Hey Boy became my new name.
The clientele arrived in suits and evening dresses. They ordered the margaritas, considered the best in “aallll Caliiforniaaa.” They ordered and ordered. Even before dinner arrived, they were already pushed back against the chairs, ties undone and stupefied.
Before the night finished, white-haired women tried to do Spanish fan dances on the dining floor as businessmen called everyone “pancho,” holding dollar bills in our faces for more service.
We had our ways of getting back. The usual: putting snot and piss in their food before it got to their tables or “accidentally” spilling ice cold water on their laps or backs.
“So sorry, señor. How clumsy of me. A thousand pardons.”
But there were some fringe benefits. These people would order the best steaks, lobsters, and Mexican specialties and leave almost everything when they left. We stuffed the food in bags and later had feasts. Every once in a while I took home cooked lobsters and two-inch thick prime ribs!
My best friends were the waitresses and waiters. One waiter, a gay dude from Mexico, actually protected us younger guys from the cooks who ordered us around. I always thought it was because he wanted to get to me, but even so I must say he never raised this issue. One time he let us borrow his X-rated 16-millimeter films. After work, the bus boys got together for a marathon viewing of his films while dropping pills and chasing them with tequila.
The waitresses were cool and understanding, considering they had to endure even more abuse since they were women—dressed in peasant blouses which had been plunged down to reveal their shoulders and short poblana skirts with ruffles. The
y helped make sure I didn’t get cheated on the tips, something the waiters were less inclined to do.
But the most interesting part of the job involved the raids.
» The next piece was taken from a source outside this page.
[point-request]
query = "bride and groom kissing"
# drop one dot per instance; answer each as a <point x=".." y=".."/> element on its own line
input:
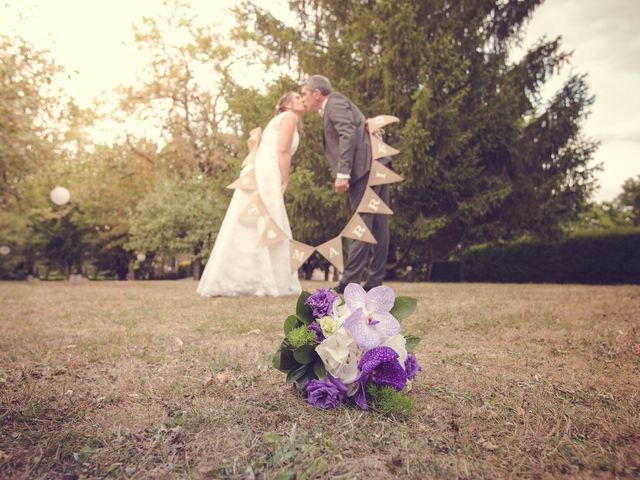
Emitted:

Almost everyone who worked in the restaurant was an undocumented immigrant. Every so often, the immigration authorities assaulted the place. They would close doors and pull out badges.
“This is the United States Border Patrol,” they’d yell. “Nobody move … nadie se mueve.”
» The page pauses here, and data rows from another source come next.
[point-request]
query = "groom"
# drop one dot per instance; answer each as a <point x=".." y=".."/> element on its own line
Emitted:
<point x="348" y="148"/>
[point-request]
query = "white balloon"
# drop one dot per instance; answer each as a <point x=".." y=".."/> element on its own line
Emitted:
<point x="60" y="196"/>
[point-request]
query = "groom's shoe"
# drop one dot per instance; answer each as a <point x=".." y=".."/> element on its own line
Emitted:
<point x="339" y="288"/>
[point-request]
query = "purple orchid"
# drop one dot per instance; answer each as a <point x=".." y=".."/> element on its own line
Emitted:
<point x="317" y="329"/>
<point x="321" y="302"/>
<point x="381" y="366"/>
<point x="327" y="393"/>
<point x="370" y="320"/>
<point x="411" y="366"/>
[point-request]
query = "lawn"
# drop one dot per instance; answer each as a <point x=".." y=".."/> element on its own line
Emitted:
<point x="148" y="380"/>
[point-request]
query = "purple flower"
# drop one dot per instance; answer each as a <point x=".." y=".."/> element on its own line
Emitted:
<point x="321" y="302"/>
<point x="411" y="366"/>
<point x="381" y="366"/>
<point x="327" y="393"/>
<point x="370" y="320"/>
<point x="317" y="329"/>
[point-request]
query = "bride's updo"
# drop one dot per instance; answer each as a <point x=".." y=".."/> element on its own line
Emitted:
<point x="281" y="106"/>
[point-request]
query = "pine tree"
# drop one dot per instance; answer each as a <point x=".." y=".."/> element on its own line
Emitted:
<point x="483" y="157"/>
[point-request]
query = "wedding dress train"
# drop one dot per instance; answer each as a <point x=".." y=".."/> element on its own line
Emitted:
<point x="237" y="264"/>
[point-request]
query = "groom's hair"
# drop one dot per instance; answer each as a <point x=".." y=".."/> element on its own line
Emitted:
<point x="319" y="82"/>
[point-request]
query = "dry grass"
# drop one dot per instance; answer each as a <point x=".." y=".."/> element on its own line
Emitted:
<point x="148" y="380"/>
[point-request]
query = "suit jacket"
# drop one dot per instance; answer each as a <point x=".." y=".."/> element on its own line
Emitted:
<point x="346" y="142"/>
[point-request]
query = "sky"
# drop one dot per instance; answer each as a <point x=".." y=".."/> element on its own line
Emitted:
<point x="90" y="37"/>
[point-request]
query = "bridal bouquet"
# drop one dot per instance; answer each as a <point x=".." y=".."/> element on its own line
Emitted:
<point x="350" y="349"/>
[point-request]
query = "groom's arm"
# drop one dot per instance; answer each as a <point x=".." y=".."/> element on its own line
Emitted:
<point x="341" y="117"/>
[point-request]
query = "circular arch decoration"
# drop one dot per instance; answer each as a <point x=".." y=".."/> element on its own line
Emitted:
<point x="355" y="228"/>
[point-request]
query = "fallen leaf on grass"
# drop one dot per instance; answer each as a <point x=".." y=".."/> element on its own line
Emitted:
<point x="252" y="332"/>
Cooks flew out of kitchen windows.
They tried to pull me into their detention vans, but I carried a food-stained and slightly torn copy of my birth certificate in my pocket. It saved me from being deported, although there were times I thought it wouldn’t matter and I’d have to call home from Tijuana.
After about a week, the ones they threw across the border were back at work.
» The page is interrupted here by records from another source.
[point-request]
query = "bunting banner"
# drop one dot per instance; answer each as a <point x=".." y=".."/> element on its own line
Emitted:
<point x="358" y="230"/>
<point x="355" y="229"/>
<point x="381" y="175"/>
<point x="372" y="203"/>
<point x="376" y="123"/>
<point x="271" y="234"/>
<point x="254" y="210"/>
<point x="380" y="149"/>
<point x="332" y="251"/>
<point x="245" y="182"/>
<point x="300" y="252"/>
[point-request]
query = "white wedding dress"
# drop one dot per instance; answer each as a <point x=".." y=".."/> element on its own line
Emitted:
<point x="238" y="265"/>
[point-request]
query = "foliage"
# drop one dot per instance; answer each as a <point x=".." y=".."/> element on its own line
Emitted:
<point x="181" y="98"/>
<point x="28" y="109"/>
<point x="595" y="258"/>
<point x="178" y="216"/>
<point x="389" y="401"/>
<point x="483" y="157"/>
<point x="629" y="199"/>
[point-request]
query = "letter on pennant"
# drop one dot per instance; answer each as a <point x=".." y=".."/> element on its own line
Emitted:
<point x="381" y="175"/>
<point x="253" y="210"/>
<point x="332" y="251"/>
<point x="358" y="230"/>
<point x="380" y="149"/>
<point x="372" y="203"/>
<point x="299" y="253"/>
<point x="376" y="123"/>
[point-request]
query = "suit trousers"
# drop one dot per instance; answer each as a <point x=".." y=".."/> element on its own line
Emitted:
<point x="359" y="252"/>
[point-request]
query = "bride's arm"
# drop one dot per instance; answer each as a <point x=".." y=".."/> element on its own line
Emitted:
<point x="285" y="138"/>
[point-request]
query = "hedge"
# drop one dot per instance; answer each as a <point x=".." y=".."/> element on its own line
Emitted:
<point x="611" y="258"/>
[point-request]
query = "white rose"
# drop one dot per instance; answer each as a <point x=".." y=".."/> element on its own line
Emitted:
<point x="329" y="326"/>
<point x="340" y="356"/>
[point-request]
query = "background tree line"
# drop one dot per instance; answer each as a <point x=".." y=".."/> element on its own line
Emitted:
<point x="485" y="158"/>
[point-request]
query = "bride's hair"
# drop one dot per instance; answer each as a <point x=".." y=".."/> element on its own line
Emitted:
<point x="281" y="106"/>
Not going to school meant a lot of free time. Sniffing became my favorite way to waste it. I stole cans of anything that could give a buzz: carbono, clear plastic, paint or gasoline. Sometimes I’d mix it up in a concoction and pour it on a rag or in a paper bag we sniffed from.
Behind the school, on the fields, inside the tunnel, at Marrano Beach and alongside the concrete banks of the San Gabriel River: I sniffed. Once I even climbed on top of a back hoe at a construction site, removed the lid off the gas tank and inhaled until somebody checked out the noise and chased me away.
Spray was dangerous; it literally ate your brain. But it was also a great escape. The world became like jello, like clay, something which could be molded and shaped. Sounds became louder, clearer—pulsating. Bodies removed themselves from bodies, floating with the sun. I sought it so desperately. I didn’t want to be this thing of bone and skin. With spray I became water.
Once I sniffed with Chicharrón and Yuk Yuk behind the “Boys” Market in San Gabriel. I don’t remember the trip, but they told me I suddenly stood up and proceeded to repeatedly bang my head against a wall. Pieces of hair and skin scraped on the brick. Chicharrón walked me home; refused to give me any more spray.